Turkey is willing to negotiate with Egypt and sign a deal over maritime boundaries in the eastern Mediterranean, the Turkish foreign minister said on Wednesday.
The statement indicates a Turkish desire to ease tensions with Cairo, but does not mean that Ankara is ready to review its policies and abandon its ambitious projects in the region.
Political observers pointed to the tactical nature of the new Turkish approach, arguing that such an approach started a while ago and aims at reducing tensions with a number of Arab and European countries.
The new Turkish approach, according to observers, was adopted after the rise of a democratic administration in the United States, with Washington now voicing its reservations about the policies of Turkish President Recep Tayyip Erdoğan.
Turkey is reportedly concerned about the outbreak of a confrontation with the administration of President Joe Biden.
Over the last few years, Turkey has antagonised many countries in the region, and also in Europe.
Today, the country however seems more inclined towards reducing its hostile and escalatory policies as it waits to see how relations are going to develop with the new U.S. administration.
Any talks between Egypt and Turkey would be momentous since their ties deteriorated after 2013, when Egyptian President Abdel Fattah al-Sisi led a military overthrow of ex-Islamist president Muhammad Morsi, whom Turkey backed.
The two nations are also on opposing sides in the Libyan conflict.
“Depending on the trajectory of relations, we could negotiate maritime boundaries with Egypt and reach an agreement in the future,” Turkish Foreign Minister Mevlüt Çavuşoğlu said during a news conference in Ankara.
He also noted that Egypt’s exploration bids had respected Turkey’s continental shelf in the region and Ankara viewed this positively.
“As the two countries with the longest coastlines in the eastern Mediterranean, if our ties and the conditions allow it, we can also negotiate a maritime demarcation deal with Egypt and sign it amongst ourselves,” Çavuşoğlu said.
Observers say Çavuşoğlu’s talk about a maritime demarcation is nothing more than an attempt to ease tensions with Egypt.

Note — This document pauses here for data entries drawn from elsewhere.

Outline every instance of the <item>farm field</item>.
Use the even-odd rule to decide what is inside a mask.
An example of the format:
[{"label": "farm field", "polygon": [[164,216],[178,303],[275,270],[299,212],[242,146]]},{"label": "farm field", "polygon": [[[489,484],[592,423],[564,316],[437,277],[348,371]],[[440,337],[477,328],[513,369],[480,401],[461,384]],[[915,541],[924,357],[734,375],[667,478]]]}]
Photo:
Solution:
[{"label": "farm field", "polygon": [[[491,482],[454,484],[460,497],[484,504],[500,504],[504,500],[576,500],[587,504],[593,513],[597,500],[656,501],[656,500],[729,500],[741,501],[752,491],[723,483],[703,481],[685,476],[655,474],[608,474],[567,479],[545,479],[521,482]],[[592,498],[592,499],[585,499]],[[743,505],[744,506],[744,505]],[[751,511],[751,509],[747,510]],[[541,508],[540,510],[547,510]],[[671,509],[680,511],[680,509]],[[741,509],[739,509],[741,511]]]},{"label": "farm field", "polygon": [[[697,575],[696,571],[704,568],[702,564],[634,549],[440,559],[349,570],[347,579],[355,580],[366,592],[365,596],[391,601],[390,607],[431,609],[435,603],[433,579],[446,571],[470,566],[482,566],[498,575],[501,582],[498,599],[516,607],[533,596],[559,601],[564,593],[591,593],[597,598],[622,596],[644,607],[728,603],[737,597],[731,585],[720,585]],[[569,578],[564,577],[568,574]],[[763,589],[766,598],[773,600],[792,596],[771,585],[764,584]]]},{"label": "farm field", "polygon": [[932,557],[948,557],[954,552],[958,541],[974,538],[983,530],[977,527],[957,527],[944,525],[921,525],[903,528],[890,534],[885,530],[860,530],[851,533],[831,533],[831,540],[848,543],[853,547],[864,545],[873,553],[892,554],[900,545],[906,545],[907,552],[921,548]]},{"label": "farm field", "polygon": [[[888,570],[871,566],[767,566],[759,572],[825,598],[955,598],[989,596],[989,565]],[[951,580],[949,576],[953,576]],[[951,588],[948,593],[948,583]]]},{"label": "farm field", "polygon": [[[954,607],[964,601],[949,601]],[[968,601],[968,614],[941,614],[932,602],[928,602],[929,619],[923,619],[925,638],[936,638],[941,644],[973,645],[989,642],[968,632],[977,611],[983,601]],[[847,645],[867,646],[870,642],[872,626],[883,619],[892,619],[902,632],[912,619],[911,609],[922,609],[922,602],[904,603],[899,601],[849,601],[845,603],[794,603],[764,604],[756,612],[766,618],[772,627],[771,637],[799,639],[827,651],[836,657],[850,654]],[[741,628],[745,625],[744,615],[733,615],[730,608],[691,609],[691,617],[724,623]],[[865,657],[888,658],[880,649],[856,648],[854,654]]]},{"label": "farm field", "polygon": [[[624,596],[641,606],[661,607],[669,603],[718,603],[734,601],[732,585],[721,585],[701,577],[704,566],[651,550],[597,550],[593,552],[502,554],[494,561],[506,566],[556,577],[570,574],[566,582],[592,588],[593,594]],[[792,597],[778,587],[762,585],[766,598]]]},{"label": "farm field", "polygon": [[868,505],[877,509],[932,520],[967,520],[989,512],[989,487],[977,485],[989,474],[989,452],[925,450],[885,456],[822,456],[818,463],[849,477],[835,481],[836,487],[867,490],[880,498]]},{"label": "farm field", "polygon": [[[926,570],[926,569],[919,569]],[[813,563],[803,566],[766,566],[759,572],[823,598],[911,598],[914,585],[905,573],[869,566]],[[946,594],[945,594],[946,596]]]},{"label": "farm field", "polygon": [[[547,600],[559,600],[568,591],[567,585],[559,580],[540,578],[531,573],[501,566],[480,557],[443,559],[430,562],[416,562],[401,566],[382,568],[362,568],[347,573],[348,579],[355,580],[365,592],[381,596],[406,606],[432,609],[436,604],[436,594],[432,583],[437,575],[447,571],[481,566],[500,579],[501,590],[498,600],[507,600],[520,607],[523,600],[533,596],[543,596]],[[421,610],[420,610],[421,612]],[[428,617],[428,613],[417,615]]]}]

The statements of the foreign minister, the observers argue, fall in line with a new Turkish approach to pacify rivals. Over the last few months, Turkey has been working on restoring ties with Israel, defusing tensions with France and pushing for negotiations with Greece.
The eastern Mediterranean was at the centre of escalating tensions between Turkey and Greece last year after Ankara sent a research vessel into disputed waters.
The move came after Cyprus, Greece, Egypt, Israel, Jordan, Italy and the Palestinian territories agreed to create the “East Mediterranean Gas Forum” without Turkey in 2019.
Egypt then signed a maritime agreement with Greece that laid claim to some areas covered in a separate pact Turkey struck with Libya around the same time.
Greece is likely to be wary of any maritime talks between Turkey and Egypt.
EU attempts to defuse the eastern Mediterranean standoff culminated in January, when Turkey and Greece held their first direct talks since 2016.
But tensions renewed last month after Turkey sent a research ship into international waters and accused Greek jets of “harassing” the vessel.
The January meeting in Istanbul produced no breakthrough and although the sides agreed for the talks to resume in Athens, no date has yet been set.